Quelques bizarreries viennent illustrer cette quiétude. Le géant Nintendo n’apparaît à Bruxelles que dans une initiative environnementale, sans représentation officielle. Valve, la société derrière la boutique quasi monopolistique du jeu vidéo sur PC, Steam, est absente de la bulle. L’entreprise américaine, très secrète et adorée des « gamers », se conforme aux lois nationales mais passe sous les radars bruxellois, s’étonnent de leur côté des lobbyistes de la tech. Elle n’a pas répondu à nos sollicitations.
« Le jeu vidéo n’est pas du tout dans l’approche frontale comme le font les Français qui peuplent l’industrie de l’audiovisuel. L’audiovisuel a un sens de la confrontation aigu, que n’a pas le jeu vidéo », estime une source européenne.
Vous savez ce que ça fait déjà, un milliard ?
En cette période du « tout-compétitivité » à Bruxelles, le jeu vidéo a un argument majeur, son poids économique. L’industrie pesait 19 milliards d’euros dans l’UE en 2022, selon ses lobbys. Elle fait figure de bon élève au sein des industries culturelles européennes, dont la Commission veut encourager la croissance, en principe plus facile dans ce secteur bien plus vertical que l’audiovisuel, qui lui est pris dans une multitude d’intérêts contradictoires (relire notre analyse).
Il a d’ailleurs fait son entrée dans le « Media Outlook » de la Commission, l’état des lieux des industries culturelles, en 2023. Il occupe désormais un tiers de la seconde édition, publiée début septembre, au même niveau que l’industrie audiovisuelle. Désormais, l’exécutif lui prépare une stratégie industrielle, réclamée par les États européens et menée par la direction générale chargée du numérique, la DG Connect.

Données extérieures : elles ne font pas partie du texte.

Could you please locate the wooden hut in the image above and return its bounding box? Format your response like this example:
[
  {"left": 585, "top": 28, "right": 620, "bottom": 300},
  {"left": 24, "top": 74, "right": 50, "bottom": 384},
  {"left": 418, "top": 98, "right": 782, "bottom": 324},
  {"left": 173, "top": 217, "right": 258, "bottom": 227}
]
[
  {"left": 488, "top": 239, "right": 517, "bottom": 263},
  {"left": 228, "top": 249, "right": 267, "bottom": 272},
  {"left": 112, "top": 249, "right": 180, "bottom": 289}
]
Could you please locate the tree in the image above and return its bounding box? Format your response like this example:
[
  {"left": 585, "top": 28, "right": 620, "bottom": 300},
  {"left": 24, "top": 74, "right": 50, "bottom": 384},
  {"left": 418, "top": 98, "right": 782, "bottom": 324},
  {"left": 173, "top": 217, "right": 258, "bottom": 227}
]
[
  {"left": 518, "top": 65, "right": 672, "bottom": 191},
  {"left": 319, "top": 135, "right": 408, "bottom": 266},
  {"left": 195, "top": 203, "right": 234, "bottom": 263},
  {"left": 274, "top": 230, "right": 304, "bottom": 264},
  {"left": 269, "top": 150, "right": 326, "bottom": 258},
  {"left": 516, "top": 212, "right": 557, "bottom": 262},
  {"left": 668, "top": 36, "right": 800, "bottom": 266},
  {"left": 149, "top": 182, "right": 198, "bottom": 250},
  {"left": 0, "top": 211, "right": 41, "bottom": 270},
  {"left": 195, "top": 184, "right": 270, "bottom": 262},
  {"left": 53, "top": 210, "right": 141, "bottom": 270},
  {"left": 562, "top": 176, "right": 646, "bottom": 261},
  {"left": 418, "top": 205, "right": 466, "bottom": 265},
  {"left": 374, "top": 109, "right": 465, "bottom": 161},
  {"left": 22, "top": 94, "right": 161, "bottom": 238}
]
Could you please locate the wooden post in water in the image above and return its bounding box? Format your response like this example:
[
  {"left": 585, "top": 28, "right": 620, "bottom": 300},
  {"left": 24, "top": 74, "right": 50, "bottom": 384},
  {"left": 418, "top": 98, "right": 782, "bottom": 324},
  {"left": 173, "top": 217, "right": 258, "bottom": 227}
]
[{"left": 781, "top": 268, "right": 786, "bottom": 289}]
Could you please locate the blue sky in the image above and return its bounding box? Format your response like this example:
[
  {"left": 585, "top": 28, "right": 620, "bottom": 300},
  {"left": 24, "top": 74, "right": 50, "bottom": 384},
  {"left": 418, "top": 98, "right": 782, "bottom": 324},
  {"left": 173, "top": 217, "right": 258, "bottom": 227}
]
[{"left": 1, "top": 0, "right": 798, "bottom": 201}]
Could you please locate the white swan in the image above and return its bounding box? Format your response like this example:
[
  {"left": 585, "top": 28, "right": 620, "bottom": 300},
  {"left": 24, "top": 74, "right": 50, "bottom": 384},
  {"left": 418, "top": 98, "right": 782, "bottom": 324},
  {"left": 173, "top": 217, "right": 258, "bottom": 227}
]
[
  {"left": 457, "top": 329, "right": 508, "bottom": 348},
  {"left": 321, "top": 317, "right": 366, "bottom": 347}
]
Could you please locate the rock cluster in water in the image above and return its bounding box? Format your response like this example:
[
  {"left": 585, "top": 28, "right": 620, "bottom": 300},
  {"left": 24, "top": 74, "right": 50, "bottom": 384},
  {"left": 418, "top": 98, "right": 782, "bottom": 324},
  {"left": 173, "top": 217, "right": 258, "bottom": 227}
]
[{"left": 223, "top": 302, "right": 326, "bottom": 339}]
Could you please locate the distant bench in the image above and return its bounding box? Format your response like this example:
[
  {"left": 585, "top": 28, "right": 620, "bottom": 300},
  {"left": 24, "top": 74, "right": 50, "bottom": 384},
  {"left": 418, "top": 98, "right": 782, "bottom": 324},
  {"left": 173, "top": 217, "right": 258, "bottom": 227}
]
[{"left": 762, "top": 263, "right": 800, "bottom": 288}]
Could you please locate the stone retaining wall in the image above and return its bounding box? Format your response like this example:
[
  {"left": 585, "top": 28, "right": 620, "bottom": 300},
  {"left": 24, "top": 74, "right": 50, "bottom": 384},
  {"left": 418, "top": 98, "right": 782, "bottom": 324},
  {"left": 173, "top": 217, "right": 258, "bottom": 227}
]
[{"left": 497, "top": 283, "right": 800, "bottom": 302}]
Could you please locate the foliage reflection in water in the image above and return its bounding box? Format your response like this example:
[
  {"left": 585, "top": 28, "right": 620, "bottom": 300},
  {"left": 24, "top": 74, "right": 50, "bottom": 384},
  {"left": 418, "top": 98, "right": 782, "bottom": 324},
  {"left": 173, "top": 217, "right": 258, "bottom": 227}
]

Cette dernière est ce qui se rapproche le plus d’un allié au sein de la Commission. Son unité « audiovisuel » connaît bien le secteur, et l’envisage avant tout sous l’angle industriel. L’industrie discute aussi avec les directions générales de la concurrence (Comp) et du marché intérieur (Grow). Les relations sont plus froides avec celle de la justice, focalisée sur la protection des consommateurs sans considérations industrielles. La raideur des positions de chaque côté décourage le dialogue entre l’industrie et ceux qui comptent désormais les réguler, selon certains interlocuteurs.
Pourtant, l’exécutif n’est pas prêt à stopper la régulation pour protéger son économie. « Une régulation sur le jeu vidéo protège les consommateurs européens, mais n’empêche pas les sociétés européennes comme Ubisoft de faire du profit sur d’autres territoires moins protégés », résume une source européenne.